The main objective of the paper, as pointed out by the authors, is to understand the nature of the problem through extensive experimentation. To this end, they have done an excellent job by using different existing workloads, reproducing prior work in their own testbed, proposing a model (still crude), and using the model to explain observed phenomena.
The paper starts of with an exploratory approach. The authors try to reproduce the results from prior work (which they did to show the generality of the problem) and propose multiple smaller tweaks (decreasing the TCP RTOmin, randomizing the RTOmin, setting a smaller multiplier for the RTO exponential backoff, and randomizing the multiplier value) to find out that the most promising modification was to reduce RTOmin (which confirms the solution presented here).
Through in-depth analysis, they identify three specific regions of goodput change over different RTOmin values for increasing number of senders (which was not observed in prior work). The authors argue that any model should be able to capture these details:
- R1: Goodput collapse, which appears to reach a minimum point for different RTOmin values for the same number of senders;
- R2: Goodput recovery, which takes goodput to a local maximum for larger number of senders for larger RTOmin values;
- R3: Goodput decline, which has the same slope of decrease for all RTOmin values.
Unlike the previous studies, the authors find that disabling delayed ACKs have negative effects on goodput irrespective timer granularity and workload (in contrast to prior work). They attribute this behavior to spurious retransmissions due to overdriving congestion window and mismatch between very low RTOmin value and RTT in the testbed.

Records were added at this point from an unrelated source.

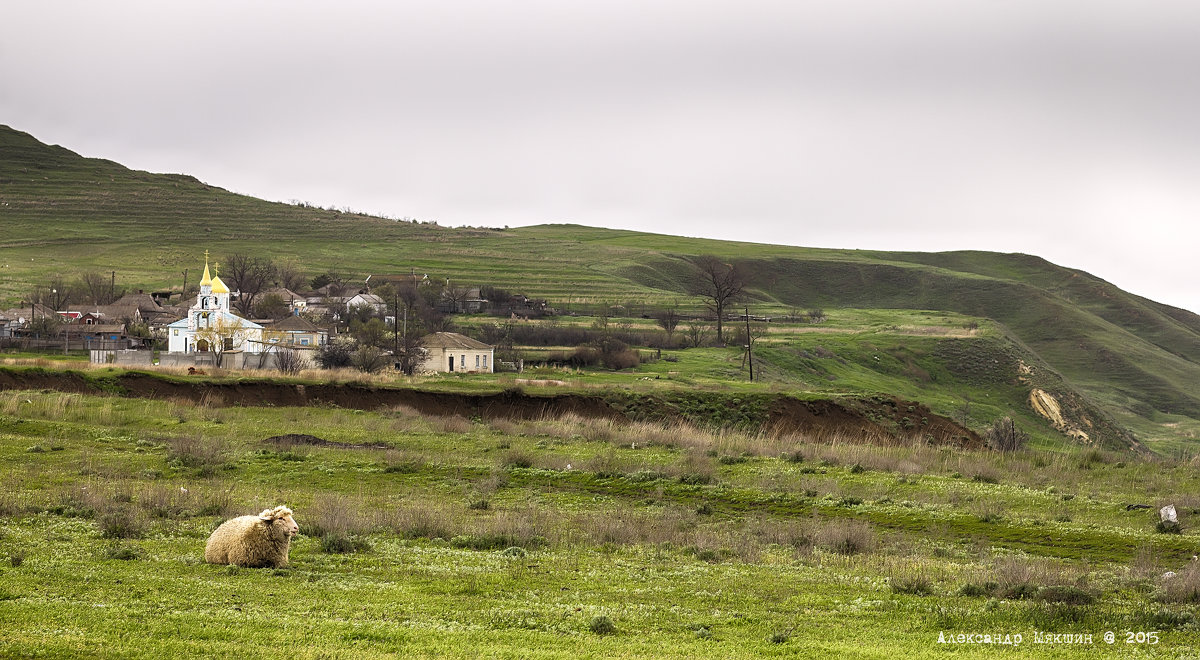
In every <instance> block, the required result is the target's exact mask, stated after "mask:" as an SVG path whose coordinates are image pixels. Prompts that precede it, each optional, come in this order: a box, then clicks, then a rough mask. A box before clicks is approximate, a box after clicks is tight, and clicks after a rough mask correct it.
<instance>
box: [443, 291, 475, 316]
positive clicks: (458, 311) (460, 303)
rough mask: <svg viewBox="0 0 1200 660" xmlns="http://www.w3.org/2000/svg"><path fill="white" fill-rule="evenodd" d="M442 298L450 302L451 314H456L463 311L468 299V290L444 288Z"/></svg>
mask: <svg viewBox="0 0 1200 660" xmlns="http://www.w3.org/2000/svg"><path fill="white" fill-rule="evenodd" d="M442 298H444V299H445V300H446V301H448V302H450V312H451V313H458V312H461V311H462V310H463V305H464V304H466V302H467V299H469V298H470V289H469V288H467V287H446V288H445V289H444V290H443V292H442Z"/></svg>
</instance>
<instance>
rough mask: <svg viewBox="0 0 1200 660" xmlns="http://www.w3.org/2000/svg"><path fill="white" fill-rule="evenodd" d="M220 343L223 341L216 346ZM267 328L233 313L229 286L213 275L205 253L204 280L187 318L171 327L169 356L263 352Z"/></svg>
mask: <svg viewBox="0 0 1200 660" xmlns="http://www.w3.org/2000/svg"><path fill="white" fill-rule="evenodd" d="M216 342H221V344H220V346H216ZM264 349H265V347H264V344H263V326H262V325H259V324H257V323H254V322H252V320H247V319H244V318H241V317H239V316H238V314H235V313H233V312H230V311H229V287H228V286H226V283H224V282H222V281H221V277H220V276H216V277H210V276H209V253H208V251H204V277H203V278H202V280H200V293H198V294H197V295H196V304H194V305H192V306H191V308H188V310H187V317H185V318H181V319H179V320H176V322H175V323H172V324H169V325H167V353H217V354H220V353H224V352H234V350H240V352H244V353H262V352H263V350H264Z"/></svg>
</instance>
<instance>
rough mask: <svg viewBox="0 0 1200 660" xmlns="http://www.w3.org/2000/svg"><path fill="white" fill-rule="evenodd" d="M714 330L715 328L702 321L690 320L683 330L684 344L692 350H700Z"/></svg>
mask: <svg viewBox="0 0 1200 660" xmlns="http://www.w3.org/2000/svg"><path fill="white" fill-rule="evenodd" d="M712 330H713V326H712V325H708V324H707V323H704V322H702V320H695V319H694V320H690V322H688V325H685V326H684V329H683V338H684V343H685V344H688V346H690V347H691V348H700V347H701V346H702V344H703V343H704V340H707V338H708V334H709V332H710V331H712Z"/></svg>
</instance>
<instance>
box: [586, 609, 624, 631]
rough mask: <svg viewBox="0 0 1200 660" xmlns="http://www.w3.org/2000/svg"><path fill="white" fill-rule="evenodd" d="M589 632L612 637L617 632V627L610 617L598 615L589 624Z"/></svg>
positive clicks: (588, 628)
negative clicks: (612, 634)
mask: <svg viewBox="0 0 1200 660" xmlns="http://www.w3.org/2000/svg"><path fill="white" fill-rule="evenodd" d="M588 630H590V631H592V632H595V634H596V635H611V634H613V632H616V631H617V626H616V625H614V624H613V623H612V619H610V618H608V617H606V616H604V614H598V616H595V617H592V620H590V622H588Z"/></svg>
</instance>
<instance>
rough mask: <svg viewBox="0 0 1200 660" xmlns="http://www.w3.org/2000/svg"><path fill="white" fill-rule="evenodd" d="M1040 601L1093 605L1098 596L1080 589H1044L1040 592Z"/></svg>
mask: <svg viewBox="0 0 1200 660" xmlns="http://www.w3.org/2000/svg"><path fill="white" fill-rule="evenodd" d="M1038 600H1043V601H1046V602H1061V604H1063V605H1091V604H1093V602H1096V596H1094V595H1092V594H1090V593H1087V592H1085V590H1084V589H1080V588H1079V587H1070V586H1066V587H1061V586H1056V587H1043V588H1042V589H1040V590H1039V592H1038Z"/></svg>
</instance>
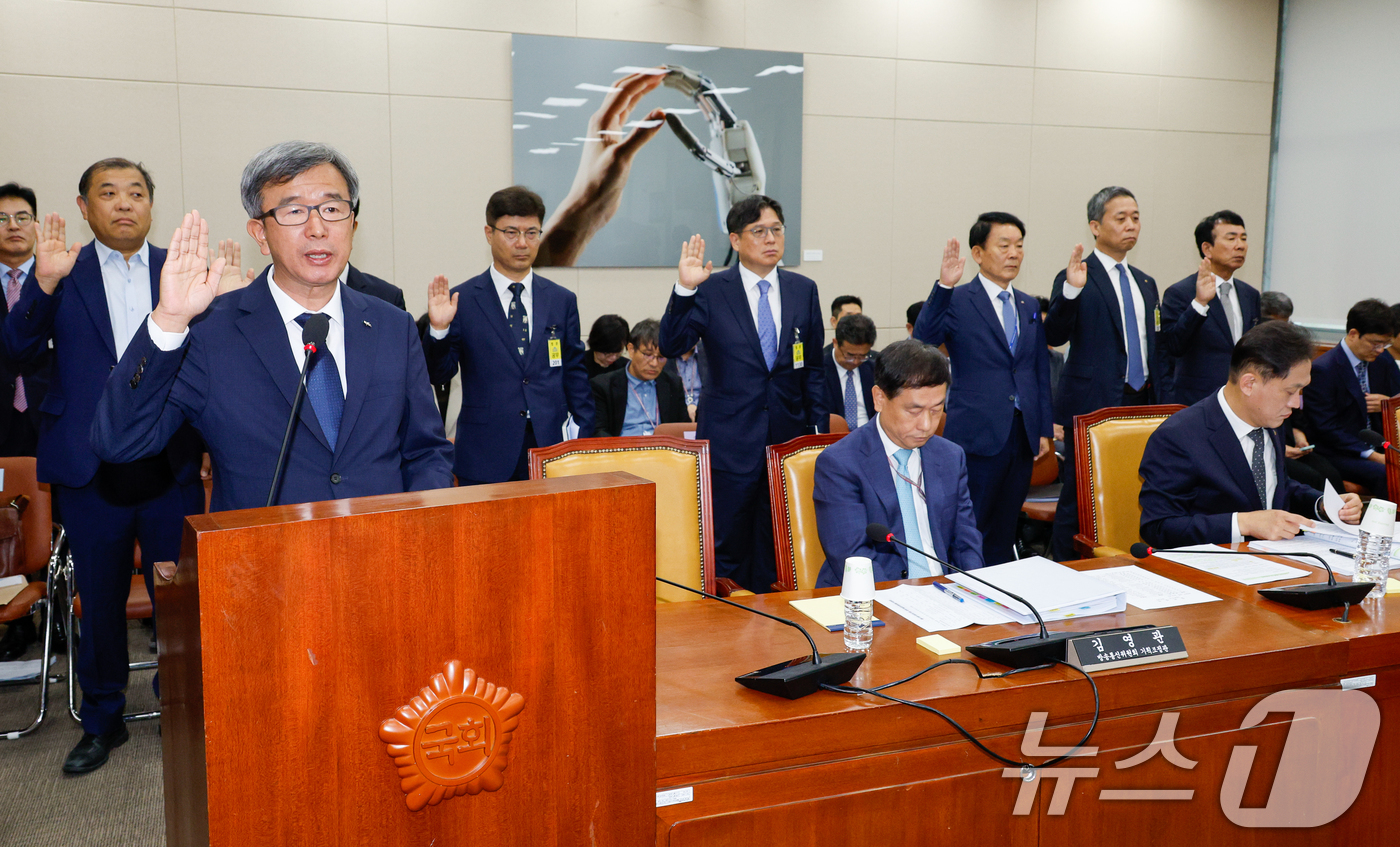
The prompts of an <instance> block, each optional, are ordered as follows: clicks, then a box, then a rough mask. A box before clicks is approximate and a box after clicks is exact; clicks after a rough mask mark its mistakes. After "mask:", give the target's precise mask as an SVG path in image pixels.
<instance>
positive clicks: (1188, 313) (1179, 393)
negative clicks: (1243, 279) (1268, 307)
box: [1161, 273, 1259, 406]
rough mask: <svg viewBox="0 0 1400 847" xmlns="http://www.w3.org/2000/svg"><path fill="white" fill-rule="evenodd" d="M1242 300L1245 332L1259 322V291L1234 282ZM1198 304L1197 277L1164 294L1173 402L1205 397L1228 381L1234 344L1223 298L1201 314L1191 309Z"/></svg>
mask: <svg viewBox="0 0 1400 847" xmlns="http://www.w3.org/2000/svg"><path fill="white" fill-rule="evenodd" d="M1233 286H1235V291H1236V294H1238V298H1239V315H1240V321H1242V322H1243V323H1242V332H1249V330H1250V329H1252V328H1253V326H1254V325H1257V323H1259V290H1256V288H1254V287H1253V286H1250V284H1249V283H1242V281H1239V279H1235V280H1233ZM1193 300H1196V274H1194V273H1193V274H1191V276H1189V277H1186V279H1184V280H1182V281H1179V283H1173V284H1172V286H1170V287H1169V288H1168V290H1166V291H1165V293H1163V294H1162V339H1161V340H1162V346H1163V347H1166V351H1168V354H1170V356H1172V357H1175V361H1173V363H1172V365H1173V371H1172V374H1173V377H1172V396H1170V398H1166V400H1168V402H1172V403H1183V405H1186V406H1190V405H1191V403H1194V402H1197V400H1200V399H1201V398H1205V396H1208V395H1211V393H1214V392H1217V391H1219V388H1221V386H1222V385H1225V382H1228V381H1229V356H1231V353H1232V351H1233V350H1235V340H1233V337H1232V336H1231V333H1229V319H1228V318H1226V316H1225V307H1224V305H1222V304H1221V298H1219V297H1215V298H1214V300H1211V302H1210V305H1208V307H1207V308H1205V314H1204V315H1201V314H1200V312H1197V311H1196V308H1194V307H1193V305H1191V301H1193Z"/></svg>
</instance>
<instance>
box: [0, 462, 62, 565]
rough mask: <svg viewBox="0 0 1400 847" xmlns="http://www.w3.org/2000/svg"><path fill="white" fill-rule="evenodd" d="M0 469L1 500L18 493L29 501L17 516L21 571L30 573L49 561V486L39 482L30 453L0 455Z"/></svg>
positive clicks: (50, 523)
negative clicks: (22, 453) (26, 498)
mask: <svg viewBox="0 0 1400 847" xmlns="http://www.w3.org/2000/svg"><path fill="white" fill-rule="evenodd" d="M0 469H3V470H4V487H3V489H0V503H10V501H11V500H14V498H15V497H18V496H20V494H24V496H25V497H28V498H29V505H28V508H25V510H24V517H22V518H21V519H20V528H21V529H20V531H21V532H22V533H24V567H22V568H21V570H20V573H24V574H32V573H34V571H38V570H41V568H43V567H45V566H48V564H49V549H50V547H52V546H53V505H52V501H50V498H49V486H46V484H41V483H39V477H38V476H36V475H35V461H34V458H31V456H13V458H0Z"/></svg>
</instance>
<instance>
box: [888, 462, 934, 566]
mask: <svg viewBox="0 0 1400 847" xmlns="http://www.w3.org/2000/svg"><path fill="white" fill-rule="evenodd" d="M913 452H914V451H911V449H909V448H900V449H896V451H895V462H896V463H897V465H899V473H897V475H896V476H895V493H896V494H899V517H900V518H902V519H903V521H904V540H906V542H909V545H910V546H911V547H918V549H920V550H923V549H924V539H923V536H921V535H920V533H918V512H916V511H914V508H916V504H914V486H911V484H909V480H907V479H906V477H907V476H909V456H910V455H913ZM904 553H906V554H907V556H909V578H910V580H918V578H920V577H931V575H932V571H930V570H928V560H927V559H924V556H923V554H921V553H914V552H913V550H904Z"/></svg>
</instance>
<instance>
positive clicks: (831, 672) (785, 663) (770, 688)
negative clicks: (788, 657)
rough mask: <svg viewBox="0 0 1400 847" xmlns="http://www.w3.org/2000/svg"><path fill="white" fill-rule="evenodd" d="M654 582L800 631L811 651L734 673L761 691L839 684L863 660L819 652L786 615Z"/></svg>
mask: <svg viewBox="0 0 1400 847" xmlns="http://www.w3.org/2000/svg"><path fill="white" fill-rule="evenodd" d="M657 582H665V584H666V585H671V587H673V588H679V589H682V591H689V592H690V594H699V595H700V596H704V598H708V599H713V601H720V602H721V603H728V605H731V606H734V608H735V609H743V610H745V612H750V613H753V615H760V616H763V617H767V619H770V620H777V622H778V623H785V624H788V626H790V627H792V629H795V630H797V631H799V633H802V637H805V638H806V643H808V644H809V645H811V647H812V655H809V657H806V655H804V657H798V658H795V659H790V661H787V662H778V664H777V665H769V666H767V668H759V669H757V671H753V672H752V673H745V675H743V676H735V678H734V682H736V683H739V685H742V686H743V687H746V689H753V690H756V692H763V693H764V694H774V696H778V697H787V699H788V700H798V699H801V697H806V696H808V694H811V693H813V692H816V690H819V689H820V687H822V685H823V683H825V685H841V683H846V682H850V679H851V678H853V676H855V671H857V669H858V668H860V666H861V662H864V661H865V654H864V652H825V654H823V652H818V650H816V641H813V640H812V636H811V634H809V633H808V631H806V630H805V629H802V627H801V626H799V624H798V623H797V622H794V620H788V619H787V617H778V616H777V615H769V613H767V612H760V610H757V609H755V608H752V606H745V605H743V603H736V602H734V601H728V599H724V598H722V596H718V595H714V594H710V592H708V591H700V589H699V588H690V587H689V585H682V584H680V582H672V581H671V580H666V578H665V577H657Z"/></svg>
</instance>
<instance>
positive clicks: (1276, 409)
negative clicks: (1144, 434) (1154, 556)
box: [1138, 321, 1361, 547]
mask: <svg viewBox="0 0 1400 847" xmlns="http://www.w3.org/2000/svg"><path fill="white" fill-rule="evenodd" d="M1310 372H1312V339H1310V337H1309V336H1308V332H1306V330H1305V329H1302V328H1299V326H1294V325H1292V323H1285V322H1281V321H1268V322H1266V323H1261V325H1259V326H1256V328H1254V329H1252V330H1249V332H1246V333H1245V336H1243V337H1240V340H1239V343H1236V344H1235V350H1233V353H1231V365H1229V379H1228V382H1226V384H1225V388H1221V389H1219V391H1217V392H1215V393H1212V395H1211V396H1208V398H1205V399H1203V400H1198V402H1197V403H1196V405H1193V406H1189V407H1187V409H1183V410H1180V412H1177V413H1176V414H1173V416H1172V417H1169V419H1166V420H1165V421H1162V426H1159V427H1158V428H1156V431H1155V433H1152V435H1151V437H1149V438H1148V441H1147V449H1145V451H1144V452H1142V463H1141V465H1140V466H1138V472H1140V473H1141V476H1142V490H1141V493H1140V494H1138V504H1140V505H1141V507H1142V522H1141V535H1142V540H1144V542H1147V543H1148V545H1151V546H1154V547H1180V546H1186V545H1200V543H1215V545H1226V543H1238V542H1242V540H1247V539H1261V540H1278V539H1285V538H1294V536H1295V535H1298V532H1299V529H1302V528H1303V526H1312V525H1313V519H1315V518H1322V517H1323V510H1322V493H1320V491H1317V490H1316V489H1310V487H1308V486H1305V484H1302V483H1299V482H1296V480H1292V479H1289V477H1288V475H1287V473H1281V472H1280V469H1281V468H1282V466H1284V440H1282V435H1281V434H1280V431H1278V427H1280V426H1281V424H1282V423H1284V421H1285V420H1287V419H1288V416H1289V413H1291V412H1292V410H1294V409H1298V407H1299V406H1302V392H1303V389H1305V386H1306V385H1308V382H1309V379H1310ZM1343 504H1344V507H1343V510H1341V514H1338V515H1334V517H1336V518H1338V519H1341V521H1344V522H1347V524H1357V522H1358V521H1359V519H1361V498H1359V497H1357V496H1355V494H1343Z"/></svg>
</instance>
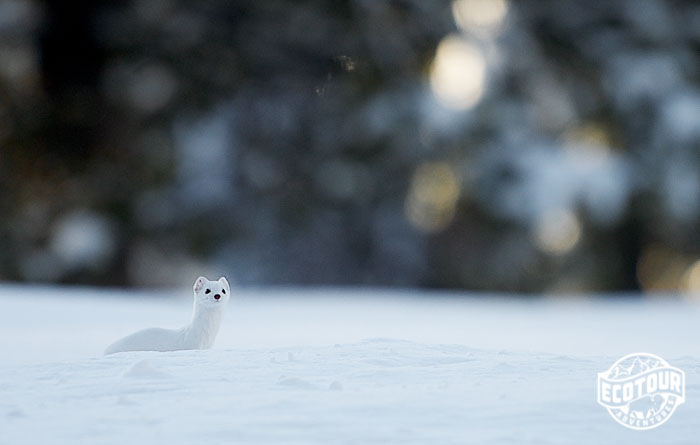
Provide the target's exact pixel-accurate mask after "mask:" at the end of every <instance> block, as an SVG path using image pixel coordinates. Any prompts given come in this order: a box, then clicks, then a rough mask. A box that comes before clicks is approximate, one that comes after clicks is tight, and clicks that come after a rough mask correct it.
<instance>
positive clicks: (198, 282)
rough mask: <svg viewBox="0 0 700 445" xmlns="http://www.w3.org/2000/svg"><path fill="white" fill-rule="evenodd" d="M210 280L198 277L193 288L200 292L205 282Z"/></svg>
mask: <svg viewBox="0 0 700 445" xmlns="http://www.w3.org/2000/svg"><path fill="white" fill-rule="evenodd" d="M208 282H209V280H207V279H206V278H204V277H199V278H197V281H195V282H194V286H192V289H194V291H195V292H199V291H200V290H202V288H203V287H204V283H208Z"/></svg>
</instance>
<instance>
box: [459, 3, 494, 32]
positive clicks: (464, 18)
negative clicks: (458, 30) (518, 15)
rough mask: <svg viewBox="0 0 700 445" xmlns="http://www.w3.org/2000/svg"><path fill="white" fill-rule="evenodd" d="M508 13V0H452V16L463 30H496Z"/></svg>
mask: <svg viewBox="0 0 700 445" xmlns="http://www.w3.org/2000/svg"><path fill="white" fill-rule="evenodd" d="M507 13H508V2H507V1H506V0H455V1H453V2H452V17H453V18H454V21H455V24H457V26H458V27H459V29H461V30H462V31H463V32H472V31H487V32H493V31H496V30H498V28H499V27H500V26H501V24H502V23H503V19H505V17H506V14H507Z"/></svg>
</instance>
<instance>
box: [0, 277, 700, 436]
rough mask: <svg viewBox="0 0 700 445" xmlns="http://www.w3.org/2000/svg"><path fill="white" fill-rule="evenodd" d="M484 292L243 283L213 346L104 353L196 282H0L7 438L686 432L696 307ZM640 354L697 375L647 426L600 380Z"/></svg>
mask: <svg viewBox="0 0 700 445" xmlns="http://www.w3.org/2000/svg"><path fill="white" fill-rule="evenodd" d="M172 296H177V298H172ZM478 297H480V298H477V296H476V295H473V294H457V293H454V294H451V293H429V292H418V291H388V290H376V289H242V290H240V291H239V292H238V293H234V296H233V297H232V298H231V301H230V302H229V304H228V307H227V313H226V315H225V318H224V321H223V325H222V329H221V331H220V333H219V337H218V339H217V342H216V345H215V347H214V349H211V350H204V351H177V352H166V353H156V352H131V353H120V354H115V355H110V356H102V355H101V351H102V350H103V349H104V347H105V346H106V345H107V344H109V343H110V342H112V341H114V340H115V339H117V338H119V337H120V336H123V335H125V334H128V333H130V332H133V331H134V330H137V329H140V328H144V327H149V326H161V327H166V328H176V327H179V326H181V325H184V324H186V323H187V322H188V320H189V316H190V308H191V303H190V301H189V296H188V292H187V291H185V290H182V291H174V292H147V291H121V290H120V291H117V290H97V289H75V288H55V287H54V288H49V287H36V286H31V287H26V286H18V285H2V286H0V307H2V309H3V310H2V311H0V339H1V340H0V360H1V361H0V443H1V444H6V443H7V444H74V443H100V444H123V443H125V442H129V443H130V444H142V443H155V442H158V443H167V444H175V445H177V444H191V443H256V444H259V443H262V444H265V443H281V444H295V443H305V444H306V443H324V444H326V443H343V444H346V443H359V444H367V443H402V444H405V443H409V444H410V443H441V444H449V443H488V444H509V443H517V444H522V443H532V444H545V443H557V444H590V443H596V444H618V443H628V442H630V441H632V440H633V441H634V442H635V443H639V444H646V443H649V444H651V443H674V444H675V443H693V441H694V440H695V437H694V436H695V434H697V426H698V423H697V418H698V415H699V414H700V404H698V399H699V396H700V385H698V383H697V382H698V377H700V359H699V357H700V342H698V338H700V335H698V334H700V324H698V323H697V320H698V317H699V316H700V306H698V305H697V304H693V303H691V302H688V301H682V300H678V299H672V298H657V299H648V300H641V299H638V298H634V297H622V296H615V297H612V298H611V299H608V300H605V299H602V298H565V299H562V298H560V299H552V298H537V299H519V298H515V297H510V296H496V295H491V296H487V295H480V296H478ZM640 351H644V352H650V353H654V354H657V355H659V356H661V357H663V358H664V359H666V360H667V361H668V362H669V363H670V364H671V365H672V366H676V367H678V368H680V369H682V370H684V371H685V372H686V382H687V386H686V399H687V402H686V403H685V404H684V405H681V406H680V407H679V408H678V410H677V412H676V413H675V414H674V416H673V417H672V418H671V419H670V420H669V421H668V422H667V423H666V424H664V425H662V426H661V427H659V428H657V429H654V430H651V431H644V432H639V431H631V430H628V429H626V428H624V427H622V426H620V425H619V424H617V423H616V422H615V421H614V420H613V419H611V418H610V417H609V415H608V413H607V412H606V410H605V409H604V408H603V407H601V406H599V405H597V403H596V387H595V385H596V373H597V372H600V371H604V370H606V369H608V368H609V367H610V366H611V365H612V364H613V363H614V362H615V360H617V359H618V358H620V357H622V356H623V355H626V354H629V353H632V352H640Z"/></svg>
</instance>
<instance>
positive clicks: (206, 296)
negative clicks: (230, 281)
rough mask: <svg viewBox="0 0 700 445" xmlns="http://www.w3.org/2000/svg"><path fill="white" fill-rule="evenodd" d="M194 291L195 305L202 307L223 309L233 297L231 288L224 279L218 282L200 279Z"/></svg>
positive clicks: (198, 280) (225, 279)
mask: <svg viewBox="0 0 700 445" xmlns="http://www.w3.org/2000/svg"><path fill="white" fill-rule="evenodd" d="M192 289H193V290H194V301H195V304H196V305H197V306H202V307H211V308H215V307H223V305H225V304H226V303H227V302H228V299H229V297H230V296H231V288H230V287H229V285H228V281H226V278H224V277H221V278H219V279H218V280H216V281H209V280H208V279H207V278H206V277H199V278H197V280H196V281H195V282H194V286H192Z"/></svg>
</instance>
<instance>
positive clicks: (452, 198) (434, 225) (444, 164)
mask: <svg viewBox="0 0 700 445" xmlns="http://www.w3.org/2000/svg"><path fill="white" fill-rule="evenodd" d="M458 198H459V179H458V177H457V175H456V174H455V172H454V171H453V169H452V167H451V166H450V165H449V164H447V163H445V162H428V163H424V164H421V165H420V166H418V168H417V169H416V171H415V172H414V174H413V178H412V180H411V188H410V190H409V192H408V195H407V196H406V201H405V212H406V218H408V221H409V222H410V223H411V225H413V226H414V227H415V228H417V229H418V230H420V231H422V232H426V233H436V232H439V231H441V230H443V229H445V228H446V227H447V226H448V225H449V224H450V222H452V220H453V218H454V215H455V210H456V207H457V200H458Z"/></svg>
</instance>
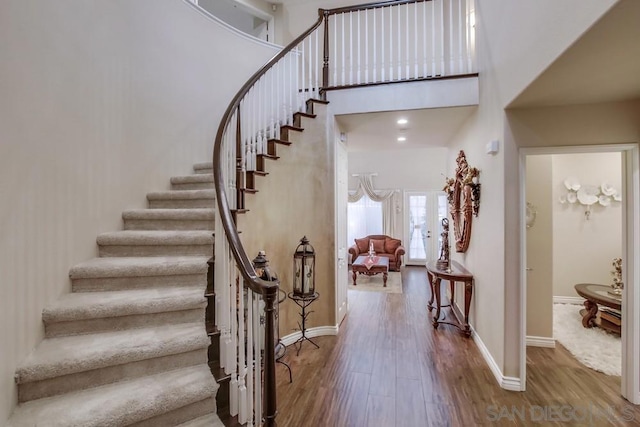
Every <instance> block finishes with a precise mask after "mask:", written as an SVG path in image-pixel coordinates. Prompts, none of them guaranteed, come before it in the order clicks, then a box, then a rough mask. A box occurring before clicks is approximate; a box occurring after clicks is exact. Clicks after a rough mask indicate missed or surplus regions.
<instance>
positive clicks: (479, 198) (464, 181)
mask: <svg viewBox="0 0 640 427" xmlns="http://www.w3.org/2000/svg"><path fill="white" fill-rule="evenodd" d="M456 164H457V166H456V173H455V177H453V178H446V179H445V185H444V188H443V189H442V190H443V191H444V192H446V193H447V200H448V202H449V213H450V214H451V219H452V220H453V235H454V236H455V239H456V252H460V253H464V252H466V251H467V249H468V248H469V242H470V241H471V223H472V219H473V217H474V216H478V212H479V211H480V170H479V169H478V168H472V167H469V163H467V157H466V155H465V154H464V151H463V150H460V152H459V153H458V157H457V158H456Z"/></svg>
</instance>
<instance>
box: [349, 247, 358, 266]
mask: <svg viewBox="0 0 640 427" xmlns="http://www.w3.org/2000/svg"><path fill="white" fill-rule="evenodd" d="M349 253H350V254H351V256H352V257H351V262H353V261H355V260H356V258H358V255H360V253H359V252H358V246H356V245H353V246H351V247H350V248H349Z"/></svg>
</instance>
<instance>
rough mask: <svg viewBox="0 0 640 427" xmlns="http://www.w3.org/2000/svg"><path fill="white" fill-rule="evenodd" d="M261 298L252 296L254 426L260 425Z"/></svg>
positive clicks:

Finally, a yet-to-be-completed quantitative model is presented that captures regions R1 and R2 up until now. However, the main contribution of the model is that it identifies inter-packet wait time as a significant influence on goodput in addition to RTO timer values: for large RTO timer values, reducing RTO timer value is a first-order mitigation to the incast problem, but for smaller RTO values, intelligently controlling inter-packet wait time becomes critical. The paper ends with number of qualitative refinements to the proposal to better model the observed phenomena.
Discussion
The authors have done a really excellent job in reproducing the prior results and provided an extensive evaluation in real testbeds (no simulation! yay!) that dug up previously undiscovered factors and their impacts on the incast problem. It also brought up the fact that systems papers are dictated by the workloads/test cases they use, and wrong choice of workloads can spoil great findings if not completely ruin them. No one saw three regions before this paper; but who can guarantee that someone else won’t see another increasing region in some other workload? What will happen to the quantitative model sketched in the paper in that case?
The quantitative model itself is also ugly not-so-good-looking. Hopefully, when the project is completed, the authors will come up with a model that does not look like forced to fit particular empirical observation.